I have toyed with the idea of getting something similiar. They sell them everywhere. It might make our jobs easier, and might be a waste of money.


----------



## Ed the Roofer (Sep 15, 2008)

I tried out iPhotoMeasure, now re-named as uPhotoMeasure and it took too many set-ups either for the digi-target or a measurement per elevation for a point of reference, but it was accurate.

Really cool guy who owns the company and marketed it, in case you are interested in that.

You take a photo and use a pre-measured "Digi-Target" in the photo view, or measure any item in the view and note the exact measurements.

Then you use the software and it re-calibrates the other fields that you render on your screen for the final calculations.

There was an informative thread on the JLC Forum a little over 1 to 1 1/2 years ago about measuring roofs with a Disto.

Ed


----------



## Grumpy (Oct 29, 2008)

The one the insurance adjuster had was a hand held laser pointer device. What ever the laser hit, it would tell you how far away that item was. 

Ed what you are describing is very much like what cabinet guys use for custom counter top fabrication.


----------



## Ed the Roofer (Sep 15, 2008)

The Disto D8 might fit the need, but the $ 799.99 price tag is a bit more than a tape measure.

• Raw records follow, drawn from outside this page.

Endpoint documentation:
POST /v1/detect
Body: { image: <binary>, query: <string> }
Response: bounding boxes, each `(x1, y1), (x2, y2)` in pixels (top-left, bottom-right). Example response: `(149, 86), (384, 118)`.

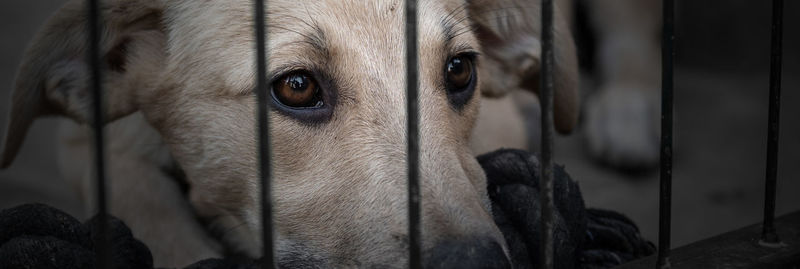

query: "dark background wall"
(0, 0), (800, 253)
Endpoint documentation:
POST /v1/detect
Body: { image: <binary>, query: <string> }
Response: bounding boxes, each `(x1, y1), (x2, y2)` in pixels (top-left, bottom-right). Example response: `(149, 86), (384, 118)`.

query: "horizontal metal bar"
(617, 211), (800, 269)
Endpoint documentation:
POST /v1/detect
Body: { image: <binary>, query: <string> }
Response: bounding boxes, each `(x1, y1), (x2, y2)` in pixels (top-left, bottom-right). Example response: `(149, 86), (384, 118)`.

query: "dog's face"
(0, 0), (576, 267)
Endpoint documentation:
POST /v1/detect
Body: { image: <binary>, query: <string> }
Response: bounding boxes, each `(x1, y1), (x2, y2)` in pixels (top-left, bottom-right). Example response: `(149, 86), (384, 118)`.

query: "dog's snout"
(425, 238), (511, 269)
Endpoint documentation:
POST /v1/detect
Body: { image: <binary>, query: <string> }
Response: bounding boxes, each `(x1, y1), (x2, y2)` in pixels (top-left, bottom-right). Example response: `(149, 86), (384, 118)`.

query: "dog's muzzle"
(425, 238), (511, 269)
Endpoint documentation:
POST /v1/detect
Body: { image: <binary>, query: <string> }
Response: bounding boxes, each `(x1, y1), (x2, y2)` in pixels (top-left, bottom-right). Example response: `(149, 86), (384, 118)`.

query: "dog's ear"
(0, 0), (165, 168)
(467, 0), (579, 133)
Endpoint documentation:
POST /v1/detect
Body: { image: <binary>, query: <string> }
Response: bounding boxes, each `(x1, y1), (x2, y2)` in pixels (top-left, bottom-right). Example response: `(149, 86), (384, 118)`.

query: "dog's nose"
(424, 238), (511, 269)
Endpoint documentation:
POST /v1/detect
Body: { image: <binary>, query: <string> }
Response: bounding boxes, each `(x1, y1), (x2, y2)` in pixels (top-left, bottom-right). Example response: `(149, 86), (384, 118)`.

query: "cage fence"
(87, 0), (800, 268)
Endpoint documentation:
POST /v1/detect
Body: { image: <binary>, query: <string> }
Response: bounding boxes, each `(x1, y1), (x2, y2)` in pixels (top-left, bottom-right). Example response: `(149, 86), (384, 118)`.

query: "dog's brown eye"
(272, 72), (322, 108)
(446, 56), (473, 91)
(444, 53), (477, 110)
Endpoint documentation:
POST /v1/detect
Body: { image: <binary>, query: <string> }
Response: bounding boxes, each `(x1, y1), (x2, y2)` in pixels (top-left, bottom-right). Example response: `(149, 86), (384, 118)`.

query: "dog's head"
(2, 0), (577, 267)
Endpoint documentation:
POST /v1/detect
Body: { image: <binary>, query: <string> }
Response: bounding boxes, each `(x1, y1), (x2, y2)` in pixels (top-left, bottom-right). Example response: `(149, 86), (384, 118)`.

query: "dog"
(0, 0), (579, 268)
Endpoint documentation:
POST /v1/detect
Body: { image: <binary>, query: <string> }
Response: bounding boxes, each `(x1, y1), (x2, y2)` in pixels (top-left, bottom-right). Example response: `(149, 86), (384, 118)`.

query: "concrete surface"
(0, 0), (800, 251)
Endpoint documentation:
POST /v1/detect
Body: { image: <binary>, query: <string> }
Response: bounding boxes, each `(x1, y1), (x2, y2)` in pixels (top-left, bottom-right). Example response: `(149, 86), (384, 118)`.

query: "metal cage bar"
(405, 0), (422, 268)
(761, 0), (783, 244)
(87, 0), (112, 268)
(656, 0), (675, 268)
(539, 0), (555, 268)
(253, 0), (275, 268)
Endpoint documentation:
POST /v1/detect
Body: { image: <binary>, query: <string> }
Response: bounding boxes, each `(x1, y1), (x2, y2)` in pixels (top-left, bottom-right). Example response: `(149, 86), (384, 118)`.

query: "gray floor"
(0, 0), (800, 251)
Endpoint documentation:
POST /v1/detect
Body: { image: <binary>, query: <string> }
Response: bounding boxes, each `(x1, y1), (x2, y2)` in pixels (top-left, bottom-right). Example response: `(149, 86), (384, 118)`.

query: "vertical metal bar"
(255, 0), (275, 268)
(406, 0), (422, 268)
(761, 0), (783, 244)
(87, 0), (111, 268)
(87, 0), (111, 268)
(656, 0), (675, 268)
(539, 0), (555, 268)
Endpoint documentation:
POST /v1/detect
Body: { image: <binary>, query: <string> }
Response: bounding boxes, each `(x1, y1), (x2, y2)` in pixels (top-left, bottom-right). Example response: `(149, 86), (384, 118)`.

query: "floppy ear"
(0, 0), (165, 168)
(467, 0), (579, 133)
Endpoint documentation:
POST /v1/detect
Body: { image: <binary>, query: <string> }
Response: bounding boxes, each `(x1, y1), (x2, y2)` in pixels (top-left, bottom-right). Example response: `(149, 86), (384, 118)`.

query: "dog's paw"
(585, 85), (660, 170)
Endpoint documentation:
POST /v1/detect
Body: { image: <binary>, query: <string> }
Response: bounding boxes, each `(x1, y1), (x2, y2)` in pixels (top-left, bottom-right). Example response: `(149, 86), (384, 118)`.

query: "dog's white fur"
(1, 0), (578, 267)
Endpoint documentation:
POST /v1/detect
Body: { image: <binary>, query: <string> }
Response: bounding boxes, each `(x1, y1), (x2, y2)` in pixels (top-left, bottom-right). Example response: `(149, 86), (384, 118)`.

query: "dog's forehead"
(165, 0), (477, 93)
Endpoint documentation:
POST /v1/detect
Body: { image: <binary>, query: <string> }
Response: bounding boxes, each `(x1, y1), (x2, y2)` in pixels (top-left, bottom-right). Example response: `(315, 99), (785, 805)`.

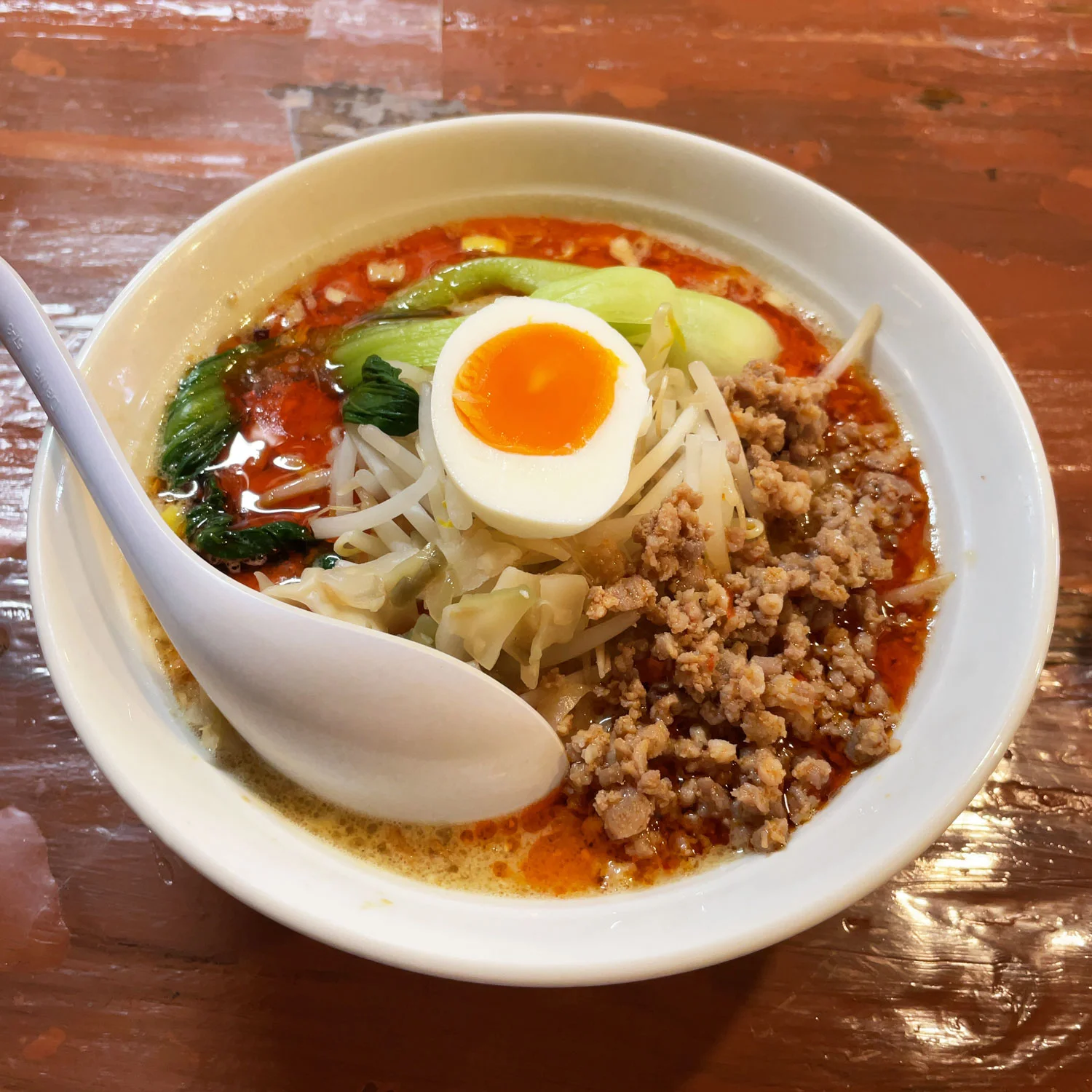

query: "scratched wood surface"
(0, 0), (1092, 1092)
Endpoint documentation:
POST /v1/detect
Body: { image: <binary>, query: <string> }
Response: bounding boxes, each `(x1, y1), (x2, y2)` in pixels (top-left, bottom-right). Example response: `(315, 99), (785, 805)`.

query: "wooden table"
(0, 0), (1092, 1092)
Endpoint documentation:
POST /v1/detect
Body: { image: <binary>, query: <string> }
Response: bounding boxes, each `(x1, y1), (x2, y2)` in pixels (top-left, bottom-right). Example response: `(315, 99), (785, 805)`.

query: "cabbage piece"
(668, 288), (781, 376)
(330, 319), (463, 391)
(430, 526), (523, 598)
(402, 615), (437, 649)
(641, 304), (686, 376)
(262, 545), (419, 633)
(523, 670), (596, 731)
(384, 258), (585, 312)
(436, 587), (534, 670)
(386, 543), (446, 607)
(495, 569), (589, 689)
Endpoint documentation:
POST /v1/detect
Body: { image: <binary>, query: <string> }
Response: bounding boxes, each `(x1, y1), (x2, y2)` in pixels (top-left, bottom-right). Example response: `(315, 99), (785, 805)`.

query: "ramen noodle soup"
(152, 218), (950, 895)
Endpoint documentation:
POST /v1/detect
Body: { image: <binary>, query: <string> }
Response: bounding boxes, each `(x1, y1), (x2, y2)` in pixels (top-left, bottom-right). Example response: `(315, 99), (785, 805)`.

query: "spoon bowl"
(0, 253), (567, 823)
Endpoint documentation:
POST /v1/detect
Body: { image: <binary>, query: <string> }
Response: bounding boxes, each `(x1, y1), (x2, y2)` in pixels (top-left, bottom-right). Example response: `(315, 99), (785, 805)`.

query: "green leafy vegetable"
(534, 266), (781, 376)
(331, 258), (781, 390)
(384, 258), (585, 312)
(668, 288), (781, 376)
(330, 319), (463, 391)
(186, 475), (314, 561)
(342, 354), (421, 436)
(159, 345), (262, 486)
(534, 266), (678, 325)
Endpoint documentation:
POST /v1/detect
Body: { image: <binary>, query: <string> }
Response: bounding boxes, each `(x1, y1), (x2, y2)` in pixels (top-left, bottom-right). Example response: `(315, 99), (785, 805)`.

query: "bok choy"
(186, 475), (314, 568)
(159, 345), (262, 486)
(384, 258), (585, 312)
(342, 354), (421, 436)
(330, 318), (463, 391)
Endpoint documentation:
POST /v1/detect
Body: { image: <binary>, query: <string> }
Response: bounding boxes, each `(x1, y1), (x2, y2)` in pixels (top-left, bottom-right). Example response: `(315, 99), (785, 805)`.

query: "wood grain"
(0, 0), (1092, 1092)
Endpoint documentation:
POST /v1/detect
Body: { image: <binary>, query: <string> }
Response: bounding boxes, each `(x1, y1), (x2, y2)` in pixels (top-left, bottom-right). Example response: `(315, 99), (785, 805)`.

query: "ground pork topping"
(565, 364), (924, 860)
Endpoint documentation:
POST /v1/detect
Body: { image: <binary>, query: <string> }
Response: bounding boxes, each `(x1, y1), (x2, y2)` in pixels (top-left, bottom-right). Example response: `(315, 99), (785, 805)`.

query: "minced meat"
(561, 363), (925, 860)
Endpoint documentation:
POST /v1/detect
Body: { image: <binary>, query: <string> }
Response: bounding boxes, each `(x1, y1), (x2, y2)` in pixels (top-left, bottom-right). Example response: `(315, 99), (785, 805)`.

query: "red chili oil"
(190, 218), (936, 895)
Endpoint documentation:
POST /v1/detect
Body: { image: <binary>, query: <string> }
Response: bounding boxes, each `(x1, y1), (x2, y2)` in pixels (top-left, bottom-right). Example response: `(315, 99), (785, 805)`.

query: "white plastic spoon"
(0, 259), (566, 823)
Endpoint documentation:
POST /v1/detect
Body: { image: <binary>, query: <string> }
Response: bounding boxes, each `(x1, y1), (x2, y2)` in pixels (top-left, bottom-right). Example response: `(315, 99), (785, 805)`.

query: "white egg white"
(432, 297), (650, 539)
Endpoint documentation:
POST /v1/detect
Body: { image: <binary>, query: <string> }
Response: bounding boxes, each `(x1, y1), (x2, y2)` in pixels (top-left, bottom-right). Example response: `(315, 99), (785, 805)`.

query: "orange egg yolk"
(454, 323), (618, 456)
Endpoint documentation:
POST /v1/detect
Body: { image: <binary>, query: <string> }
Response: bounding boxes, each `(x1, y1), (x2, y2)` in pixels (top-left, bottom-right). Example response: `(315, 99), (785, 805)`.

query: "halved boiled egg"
(432, 297), (649, 539)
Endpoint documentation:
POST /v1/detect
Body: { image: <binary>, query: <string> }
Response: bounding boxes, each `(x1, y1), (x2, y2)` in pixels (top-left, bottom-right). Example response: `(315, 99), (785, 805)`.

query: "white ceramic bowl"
(28, 115), (1059, 984)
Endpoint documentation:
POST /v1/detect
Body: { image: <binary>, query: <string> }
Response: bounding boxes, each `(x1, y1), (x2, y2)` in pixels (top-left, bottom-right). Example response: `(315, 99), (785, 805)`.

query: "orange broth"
(181, 216), (936, 895)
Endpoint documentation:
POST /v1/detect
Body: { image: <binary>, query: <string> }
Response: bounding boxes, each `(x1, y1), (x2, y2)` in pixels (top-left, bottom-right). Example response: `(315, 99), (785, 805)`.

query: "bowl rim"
(28, 113), (1061, 985)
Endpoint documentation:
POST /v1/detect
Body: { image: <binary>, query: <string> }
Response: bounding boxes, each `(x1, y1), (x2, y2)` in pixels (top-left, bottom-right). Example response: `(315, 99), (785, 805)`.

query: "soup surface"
(153, 218), (943, 895)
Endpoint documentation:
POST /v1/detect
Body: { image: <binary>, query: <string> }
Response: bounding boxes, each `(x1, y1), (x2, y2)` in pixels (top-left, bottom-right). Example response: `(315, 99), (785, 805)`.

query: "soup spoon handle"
(0, 258), (162, 563)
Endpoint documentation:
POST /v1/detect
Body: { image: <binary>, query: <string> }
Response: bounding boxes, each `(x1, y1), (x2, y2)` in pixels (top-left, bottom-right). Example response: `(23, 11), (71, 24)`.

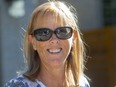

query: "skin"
(29, 16), (74, 87)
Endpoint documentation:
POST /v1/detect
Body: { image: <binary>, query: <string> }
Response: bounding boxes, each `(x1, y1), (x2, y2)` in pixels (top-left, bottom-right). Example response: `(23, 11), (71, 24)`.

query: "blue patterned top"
(4, 75), (90, 87)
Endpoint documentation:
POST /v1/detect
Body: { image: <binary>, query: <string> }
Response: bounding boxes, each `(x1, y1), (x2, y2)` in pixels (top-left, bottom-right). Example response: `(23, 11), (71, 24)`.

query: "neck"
(38, 63), (67, 87)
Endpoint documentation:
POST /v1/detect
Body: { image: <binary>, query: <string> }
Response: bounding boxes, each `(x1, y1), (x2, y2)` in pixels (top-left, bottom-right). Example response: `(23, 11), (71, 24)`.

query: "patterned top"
(4, 75), (90, 87)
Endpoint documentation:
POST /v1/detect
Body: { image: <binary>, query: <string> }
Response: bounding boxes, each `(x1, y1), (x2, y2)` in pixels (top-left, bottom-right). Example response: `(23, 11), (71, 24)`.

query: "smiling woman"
(5, 0), (89, 87)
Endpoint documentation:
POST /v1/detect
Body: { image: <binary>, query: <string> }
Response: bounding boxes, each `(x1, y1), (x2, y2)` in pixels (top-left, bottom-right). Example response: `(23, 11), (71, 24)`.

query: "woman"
(5, 1), (89, 87)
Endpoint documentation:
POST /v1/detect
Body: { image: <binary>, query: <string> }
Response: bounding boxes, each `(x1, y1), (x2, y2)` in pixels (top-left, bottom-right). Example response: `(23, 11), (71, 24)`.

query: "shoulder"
(79, 76), (90, 87)
(4, 75), (41, 87)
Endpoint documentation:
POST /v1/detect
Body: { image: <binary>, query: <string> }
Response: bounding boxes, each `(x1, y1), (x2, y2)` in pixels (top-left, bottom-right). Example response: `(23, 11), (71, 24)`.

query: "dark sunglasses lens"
(55, 27), (72, 40)
(34, 28), (52, 41)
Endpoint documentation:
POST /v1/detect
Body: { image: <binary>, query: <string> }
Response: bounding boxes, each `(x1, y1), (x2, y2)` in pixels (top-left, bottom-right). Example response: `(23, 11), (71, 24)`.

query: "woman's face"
(29, 14), (73, 67)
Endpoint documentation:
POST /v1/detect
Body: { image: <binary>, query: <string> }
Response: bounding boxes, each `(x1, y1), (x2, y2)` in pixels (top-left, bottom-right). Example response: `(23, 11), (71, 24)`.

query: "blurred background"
(0, 0), (116, 87)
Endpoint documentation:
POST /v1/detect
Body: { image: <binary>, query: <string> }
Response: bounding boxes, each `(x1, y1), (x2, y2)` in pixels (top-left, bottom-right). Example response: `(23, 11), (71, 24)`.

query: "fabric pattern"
(4, 75), (90, 87)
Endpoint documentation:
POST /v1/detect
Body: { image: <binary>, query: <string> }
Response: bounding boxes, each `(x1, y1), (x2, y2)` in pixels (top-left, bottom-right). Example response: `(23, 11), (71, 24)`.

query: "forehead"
(34, 12), (67, 28)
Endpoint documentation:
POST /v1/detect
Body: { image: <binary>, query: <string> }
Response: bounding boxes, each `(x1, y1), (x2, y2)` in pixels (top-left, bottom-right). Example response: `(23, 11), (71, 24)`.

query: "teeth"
(48, 49), (61, 53)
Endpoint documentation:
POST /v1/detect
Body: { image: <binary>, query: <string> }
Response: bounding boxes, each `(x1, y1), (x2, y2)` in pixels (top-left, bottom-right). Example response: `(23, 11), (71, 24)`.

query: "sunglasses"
(31, 27), (73, 41)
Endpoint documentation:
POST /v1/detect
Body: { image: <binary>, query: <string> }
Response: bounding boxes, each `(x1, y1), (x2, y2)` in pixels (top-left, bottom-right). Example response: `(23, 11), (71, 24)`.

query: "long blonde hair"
(23, 0), (85, 87)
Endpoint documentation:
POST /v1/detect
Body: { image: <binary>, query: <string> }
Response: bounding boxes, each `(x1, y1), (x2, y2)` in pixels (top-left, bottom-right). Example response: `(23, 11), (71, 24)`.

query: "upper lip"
(47, 48), (62, 53)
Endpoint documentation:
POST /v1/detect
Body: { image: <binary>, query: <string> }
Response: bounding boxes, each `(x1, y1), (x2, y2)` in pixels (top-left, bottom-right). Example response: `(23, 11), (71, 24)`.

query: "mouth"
(47, 48), (62, 54)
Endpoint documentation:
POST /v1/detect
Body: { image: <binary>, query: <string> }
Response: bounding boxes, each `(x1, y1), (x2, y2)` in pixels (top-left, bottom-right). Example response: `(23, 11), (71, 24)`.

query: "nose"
(50, 34), (59, 44)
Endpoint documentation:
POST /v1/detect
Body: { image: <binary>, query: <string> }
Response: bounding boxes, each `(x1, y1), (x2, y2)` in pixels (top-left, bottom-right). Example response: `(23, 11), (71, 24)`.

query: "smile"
(47, 48), (62, 54)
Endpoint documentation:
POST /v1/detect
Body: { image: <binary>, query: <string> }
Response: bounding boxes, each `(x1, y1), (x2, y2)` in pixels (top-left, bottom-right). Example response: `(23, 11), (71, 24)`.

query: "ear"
(28, 35), (37, 50)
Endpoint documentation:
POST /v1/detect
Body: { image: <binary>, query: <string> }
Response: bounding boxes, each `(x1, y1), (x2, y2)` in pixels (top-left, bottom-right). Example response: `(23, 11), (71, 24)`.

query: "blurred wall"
(0, 0), (103, 85)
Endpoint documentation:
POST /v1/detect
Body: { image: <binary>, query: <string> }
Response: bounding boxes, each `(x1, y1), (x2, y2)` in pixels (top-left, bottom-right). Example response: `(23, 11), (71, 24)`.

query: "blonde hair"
(23, 1), (85, 87)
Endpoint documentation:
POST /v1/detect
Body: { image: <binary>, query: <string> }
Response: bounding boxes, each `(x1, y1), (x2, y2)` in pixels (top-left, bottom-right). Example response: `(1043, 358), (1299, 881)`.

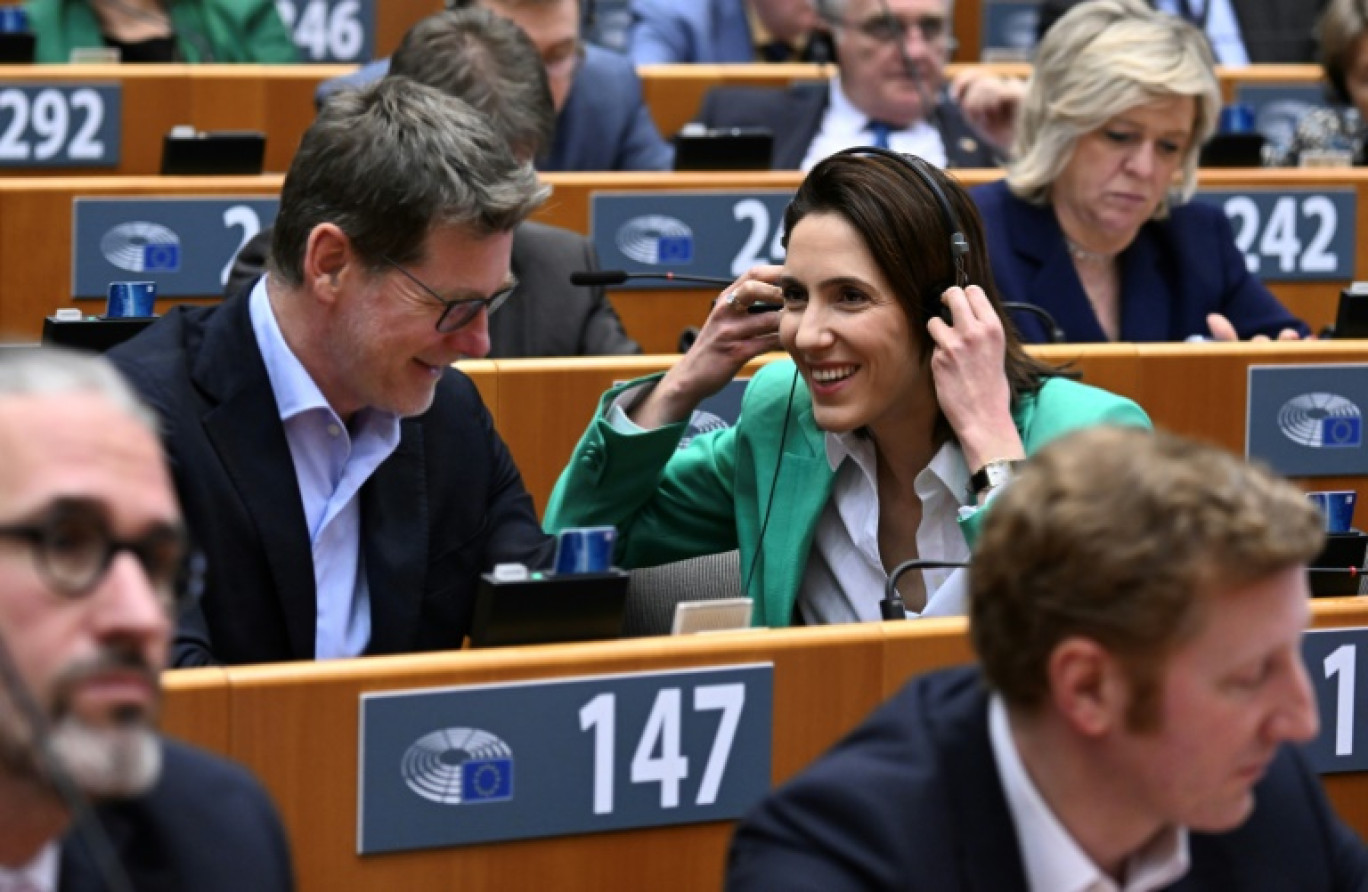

http://www.lasermeasures.org/leica-disto-d8-full-demonstration-video-from-merlin-lazer.html

http://www.distagage.com/compare.html



The Leica DISTO ™ D8 can measure roof lengths, slope angles with two easy measurements. It can also be used to profile land and buildings and obtain average ground angles or offer change in height calculations.



Ed



.


----------



## Ed the Roofer (Sep 15, 2008)

Bump.

I really thought this device could come in handy. The D8 version is what I am referring to.

Ed


----------